If the recent acceleration of new diagnoses persists, then 220,000 people younger than 20 would have type 2 diabetes in 2060, compared with 28,000 in 2017, the latest year for which data is available, according to projections published this month in Diabetes Care. Even if the rate of new diagnoses stays constant, there would still be a 70% increase in type 2 cases by 2060.
Type 1 cases are also set to climb during that period, increasing 65% if the recent acceleration of diagnoses persists and 3% if the rate stays constant, the study predicts.

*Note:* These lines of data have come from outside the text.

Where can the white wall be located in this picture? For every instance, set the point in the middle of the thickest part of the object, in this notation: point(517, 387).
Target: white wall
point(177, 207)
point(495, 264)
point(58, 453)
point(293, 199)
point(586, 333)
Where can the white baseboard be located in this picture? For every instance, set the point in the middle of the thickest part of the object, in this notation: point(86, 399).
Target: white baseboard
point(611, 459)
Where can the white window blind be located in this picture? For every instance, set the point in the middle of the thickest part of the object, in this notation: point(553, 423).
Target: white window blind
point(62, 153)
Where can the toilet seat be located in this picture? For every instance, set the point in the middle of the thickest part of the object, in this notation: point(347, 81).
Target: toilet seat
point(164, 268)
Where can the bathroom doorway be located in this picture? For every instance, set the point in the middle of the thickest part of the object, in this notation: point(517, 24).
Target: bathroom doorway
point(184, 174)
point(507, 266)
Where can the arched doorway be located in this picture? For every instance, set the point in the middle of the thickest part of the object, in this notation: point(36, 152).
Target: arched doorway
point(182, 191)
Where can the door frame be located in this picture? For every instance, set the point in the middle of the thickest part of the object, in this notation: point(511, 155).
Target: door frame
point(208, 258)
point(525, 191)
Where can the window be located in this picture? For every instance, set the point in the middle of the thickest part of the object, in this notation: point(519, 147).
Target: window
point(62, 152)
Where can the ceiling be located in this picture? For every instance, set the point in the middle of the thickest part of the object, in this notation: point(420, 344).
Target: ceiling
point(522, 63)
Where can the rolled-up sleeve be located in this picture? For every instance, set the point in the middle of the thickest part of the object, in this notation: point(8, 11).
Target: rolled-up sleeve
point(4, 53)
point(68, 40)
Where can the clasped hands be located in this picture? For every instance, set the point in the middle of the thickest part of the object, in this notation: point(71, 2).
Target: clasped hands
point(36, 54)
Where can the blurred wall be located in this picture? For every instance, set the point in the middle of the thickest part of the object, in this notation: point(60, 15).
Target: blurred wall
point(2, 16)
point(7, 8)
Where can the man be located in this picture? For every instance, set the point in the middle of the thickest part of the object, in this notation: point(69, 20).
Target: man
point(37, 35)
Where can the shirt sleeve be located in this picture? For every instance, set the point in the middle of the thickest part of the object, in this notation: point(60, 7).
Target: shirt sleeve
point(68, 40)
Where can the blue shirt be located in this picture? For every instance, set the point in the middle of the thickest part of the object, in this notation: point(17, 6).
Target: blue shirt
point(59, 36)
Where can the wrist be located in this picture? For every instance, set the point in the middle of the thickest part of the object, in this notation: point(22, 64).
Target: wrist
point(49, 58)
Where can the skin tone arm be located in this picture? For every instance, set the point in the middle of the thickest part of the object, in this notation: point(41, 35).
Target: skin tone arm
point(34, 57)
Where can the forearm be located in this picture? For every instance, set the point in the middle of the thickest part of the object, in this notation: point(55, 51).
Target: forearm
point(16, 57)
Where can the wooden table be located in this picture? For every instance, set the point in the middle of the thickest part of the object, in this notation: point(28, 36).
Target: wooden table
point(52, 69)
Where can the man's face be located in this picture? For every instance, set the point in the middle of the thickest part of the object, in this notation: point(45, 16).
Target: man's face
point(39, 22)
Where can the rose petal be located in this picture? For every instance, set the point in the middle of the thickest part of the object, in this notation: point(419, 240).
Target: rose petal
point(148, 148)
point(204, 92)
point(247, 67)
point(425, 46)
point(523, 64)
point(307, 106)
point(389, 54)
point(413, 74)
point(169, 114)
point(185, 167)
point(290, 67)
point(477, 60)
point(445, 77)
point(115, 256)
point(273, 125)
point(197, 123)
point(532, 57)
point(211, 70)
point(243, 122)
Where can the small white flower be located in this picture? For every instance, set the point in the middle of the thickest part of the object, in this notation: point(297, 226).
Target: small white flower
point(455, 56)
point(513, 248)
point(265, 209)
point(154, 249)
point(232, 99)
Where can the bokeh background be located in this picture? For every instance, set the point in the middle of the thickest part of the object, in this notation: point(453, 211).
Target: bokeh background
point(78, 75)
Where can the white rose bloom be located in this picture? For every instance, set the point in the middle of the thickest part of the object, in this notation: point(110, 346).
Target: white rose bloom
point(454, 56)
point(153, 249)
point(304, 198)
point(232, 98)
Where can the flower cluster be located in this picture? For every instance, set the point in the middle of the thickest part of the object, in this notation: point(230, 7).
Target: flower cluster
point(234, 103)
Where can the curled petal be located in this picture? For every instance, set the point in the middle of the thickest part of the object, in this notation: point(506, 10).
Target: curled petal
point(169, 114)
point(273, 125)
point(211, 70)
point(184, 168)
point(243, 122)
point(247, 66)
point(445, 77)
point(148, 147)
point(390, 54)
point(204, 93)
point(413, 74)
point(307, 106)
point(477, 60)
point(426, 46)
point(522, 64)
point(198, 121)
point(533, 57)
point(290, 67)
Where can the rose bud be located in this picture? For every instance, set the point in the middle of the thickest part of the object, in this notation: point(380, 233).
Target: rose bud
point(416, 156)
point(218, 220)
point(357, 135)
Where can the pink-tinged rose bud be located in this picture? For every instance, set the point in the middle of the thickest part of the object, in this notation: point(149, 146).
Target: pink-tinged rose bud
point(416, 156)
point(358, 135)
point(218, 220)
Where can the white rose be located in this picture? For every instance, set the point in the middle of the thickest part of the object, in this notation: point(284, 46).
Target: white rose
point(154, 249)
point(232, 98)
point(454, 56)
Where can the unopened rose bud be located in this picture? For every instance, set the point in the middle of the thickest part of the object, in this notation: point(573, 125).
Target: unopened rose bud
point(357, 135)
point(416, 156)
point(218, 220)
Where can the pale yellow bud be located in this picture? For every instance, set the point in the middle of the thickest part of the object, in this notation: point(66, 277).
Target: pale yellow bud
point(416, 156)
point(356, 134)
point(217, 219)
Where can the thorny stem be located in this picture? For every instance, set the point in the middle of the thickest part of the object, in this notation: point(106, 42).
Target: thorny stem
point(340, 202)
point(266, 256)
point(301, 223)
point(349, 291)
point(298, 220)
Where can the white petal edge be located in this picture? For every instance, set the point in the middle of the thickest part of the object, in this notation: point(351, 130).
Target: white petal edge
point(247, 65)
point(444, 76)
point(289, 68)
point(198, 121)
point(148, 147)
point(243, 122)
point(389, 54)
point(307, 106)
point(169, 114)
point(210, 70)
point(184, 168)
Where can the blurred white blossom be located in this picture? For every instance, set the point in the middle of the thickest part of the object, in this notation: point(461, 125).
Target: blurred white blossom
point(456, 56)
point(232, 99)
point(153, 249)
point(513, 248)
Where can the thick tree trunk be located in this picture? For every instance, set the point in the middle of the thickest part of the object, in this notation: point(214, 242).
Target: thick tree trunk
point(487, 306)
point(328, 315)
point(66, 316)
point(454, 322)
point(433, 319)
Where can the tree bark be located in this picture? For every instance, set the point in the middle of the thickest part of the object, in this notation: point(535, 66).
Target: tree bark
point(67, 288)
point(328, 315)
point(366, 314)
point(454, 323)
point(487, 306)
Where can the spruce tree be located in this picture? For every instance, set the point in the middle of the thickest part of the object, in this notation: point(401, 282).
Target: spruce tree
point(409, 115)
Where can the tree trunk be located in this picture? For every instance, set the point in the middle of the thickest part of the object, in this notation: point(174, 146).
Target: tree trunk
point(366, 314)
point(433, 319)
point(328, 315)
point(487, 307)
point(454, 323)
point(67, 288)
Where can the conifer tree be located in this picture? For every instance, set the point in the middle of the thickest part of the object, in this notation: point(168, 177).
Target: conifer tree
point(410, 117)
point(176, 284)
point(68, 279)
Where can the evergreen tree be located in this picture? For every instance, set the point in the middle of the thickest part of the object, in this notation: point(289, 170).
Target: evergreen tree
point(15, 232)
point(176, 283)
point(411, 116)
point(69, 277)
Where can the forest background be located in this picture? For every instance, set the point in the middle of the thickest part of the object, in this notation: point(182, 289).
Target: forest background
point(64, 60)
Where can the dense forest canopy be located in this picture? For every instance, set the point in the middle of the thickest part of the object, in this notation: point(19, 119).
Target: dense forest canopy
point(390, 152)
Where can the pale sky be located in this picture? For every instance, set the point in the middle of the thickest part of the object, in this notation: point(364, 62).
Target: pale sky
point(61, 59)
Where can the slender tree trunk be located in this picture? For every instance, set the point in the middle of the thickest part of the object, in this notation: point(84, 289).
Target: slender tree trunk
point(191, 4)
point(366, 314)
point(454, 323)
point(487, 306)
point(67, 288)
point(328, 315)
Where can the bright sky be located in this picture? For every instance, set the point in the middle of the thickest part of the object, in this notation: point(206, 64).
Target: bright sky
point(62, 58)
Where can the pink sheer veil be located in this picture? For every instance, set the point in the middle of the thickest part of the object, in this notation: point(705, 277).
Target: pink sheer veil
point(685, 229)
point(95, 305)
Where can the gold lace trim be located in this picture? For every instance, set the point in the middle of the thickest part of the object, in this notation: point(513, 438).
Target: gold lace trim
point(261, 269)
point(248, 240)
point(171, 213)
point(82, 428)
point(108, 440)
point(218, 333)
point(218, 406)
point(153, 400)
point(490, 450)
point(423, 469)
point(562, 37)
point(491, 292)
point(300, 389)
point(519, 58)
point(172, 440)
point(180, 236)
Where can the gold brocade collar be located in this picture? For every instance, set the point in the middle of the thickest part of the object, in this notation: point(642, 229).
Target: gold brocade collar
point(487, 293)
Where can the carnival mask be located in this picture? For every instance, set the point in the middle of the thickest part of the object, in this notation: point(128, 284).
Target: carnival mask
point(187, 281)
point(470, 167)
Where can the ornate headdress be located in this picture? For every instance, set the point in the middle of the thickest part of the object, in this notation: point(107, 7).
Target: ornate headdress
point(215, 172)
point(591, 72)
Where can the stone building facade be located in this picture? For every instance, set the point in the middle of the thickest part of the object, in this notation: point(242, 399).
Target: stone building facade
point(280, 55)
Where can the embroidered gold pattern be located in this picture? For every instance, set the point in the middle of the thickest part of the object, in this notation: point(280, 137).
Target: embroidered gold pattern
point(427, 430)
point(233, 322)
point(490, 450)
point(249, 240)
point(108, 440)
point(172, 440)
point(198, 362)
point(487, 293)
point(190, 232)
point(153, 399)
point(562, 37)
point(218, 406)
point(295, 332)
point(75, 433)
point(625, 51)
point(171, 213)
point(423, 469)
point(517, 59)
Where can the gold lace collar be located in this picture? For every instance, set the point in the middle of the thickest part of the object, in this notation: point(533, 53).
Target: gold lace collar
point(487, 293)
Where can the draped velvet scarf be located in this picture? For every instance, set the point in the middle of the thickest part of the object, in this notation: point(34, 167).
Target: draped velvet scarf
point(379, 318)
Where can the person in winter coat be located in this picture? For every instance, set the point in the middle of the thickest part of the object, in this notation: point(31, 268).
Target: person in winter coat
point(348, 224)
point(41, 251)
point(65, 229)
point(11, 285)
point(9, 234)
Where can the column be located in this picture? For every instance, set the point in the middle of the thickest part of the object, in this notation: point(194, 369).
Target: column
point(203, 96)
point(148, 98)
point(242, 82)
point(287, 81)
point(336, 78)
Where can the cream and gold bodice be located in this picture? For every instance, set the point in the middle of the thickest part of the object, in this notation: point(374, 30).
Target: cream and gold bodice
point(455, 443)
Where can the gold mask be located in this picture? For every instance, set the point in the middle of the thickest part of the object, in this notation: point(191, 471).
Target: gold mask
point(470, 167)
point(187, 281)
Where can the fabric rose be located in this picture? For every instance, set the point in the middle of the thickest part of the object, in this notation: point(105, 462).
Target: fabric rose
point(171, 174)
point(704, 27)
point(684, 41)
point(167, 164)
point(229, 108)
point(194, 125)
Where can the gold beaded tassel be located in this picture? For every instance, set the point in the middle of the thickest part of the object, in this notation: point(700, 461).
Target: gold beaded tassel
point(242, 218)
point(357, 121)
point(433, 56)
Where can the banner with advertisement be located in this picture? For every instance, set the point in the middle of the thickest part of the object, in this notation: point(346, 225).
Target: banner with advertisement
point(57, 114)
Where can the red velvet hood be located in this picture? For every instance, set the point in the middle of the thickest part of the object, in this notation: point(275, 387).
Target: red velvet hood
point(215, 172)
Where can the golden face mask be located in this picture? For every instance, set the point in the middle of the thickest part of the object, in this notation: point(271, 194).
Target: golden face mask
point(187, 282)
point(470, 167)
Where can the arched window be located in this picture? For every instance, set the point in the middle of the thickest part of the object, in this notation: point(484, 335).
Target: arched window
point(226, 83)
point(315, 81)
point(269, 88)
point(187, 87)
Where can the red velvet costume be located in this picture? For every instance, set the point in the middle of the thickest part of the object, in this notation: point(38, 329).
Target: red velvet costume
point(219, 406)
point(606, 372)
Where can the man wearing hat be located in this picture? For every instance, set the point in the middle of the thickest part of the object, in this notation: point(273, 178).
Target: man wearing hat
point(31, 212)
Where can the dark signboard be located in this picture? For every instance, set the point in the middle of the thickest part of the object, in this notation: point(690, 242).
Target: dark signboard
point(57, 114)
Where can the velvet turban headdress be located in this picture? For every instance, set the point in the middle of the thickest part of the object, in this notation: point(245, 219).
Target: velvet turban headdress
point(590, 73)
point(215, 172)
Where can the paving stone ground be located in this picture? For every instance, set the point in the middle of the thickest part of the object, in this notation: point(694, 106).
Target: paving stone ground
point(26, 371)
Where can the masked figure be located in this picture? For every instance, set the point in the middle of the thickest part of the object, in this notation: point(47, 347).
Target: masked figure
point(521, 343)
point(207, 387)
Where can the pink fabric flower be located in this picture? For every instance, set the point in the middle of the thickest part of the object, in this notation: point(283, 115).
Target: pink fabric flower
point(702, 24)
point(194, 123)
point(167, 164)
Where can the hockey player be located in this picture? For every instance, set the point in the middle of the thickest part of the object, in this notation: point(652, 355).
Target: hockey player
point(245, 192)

The figures point to the enormous public health burden facing the U.S. — not only from diabetes itself, but also from the rippling health problems and costs stemming from the condition. People with diabetes are at risk of complications such as kidney failure, heart disease and stroke.
“This new research should serve as a wake-up call for all of us,” Debra Houry, acting principal deputy director of the Centers for Disease Control and Prevention, said Thursday in a statement. The CDC funds the SEARCH for Diabetes in Youth study, on whose data the projections are based.
The CDC said possible reasons for the trend in type 2 cases are the growing prevalence of childhood obesity and maternal diabetes, both of which raise the risk of diabetes in young people.
Racial and ethnic minority groups are set to experience a greater burden of disease, with the highest prevalence likely to be among non-Hispanic Black youth, according to the projections.
That finding comes as recent studies show persistent racial disparities in the treatment of diabetes care – such as gaps in the ability to achieve good blood sugar control while taking insulin, and also in the use of insulin pumps.
The implications are grave since research has shown that young people with diabetes may suffer higher treatment failure and poorer outcomes than people who are diagnosed with diabetes as adults, said K. M. Venkat Narayan, executive director of the Emory Global Diabetes Research Center. Narayan is unaffiliated with the new findings, but had helped set up the SEARCH study years ago.
“Diabetes in youth, particularly type 2 diabetes in youth, is a far more serious disease than in older adults,” he said.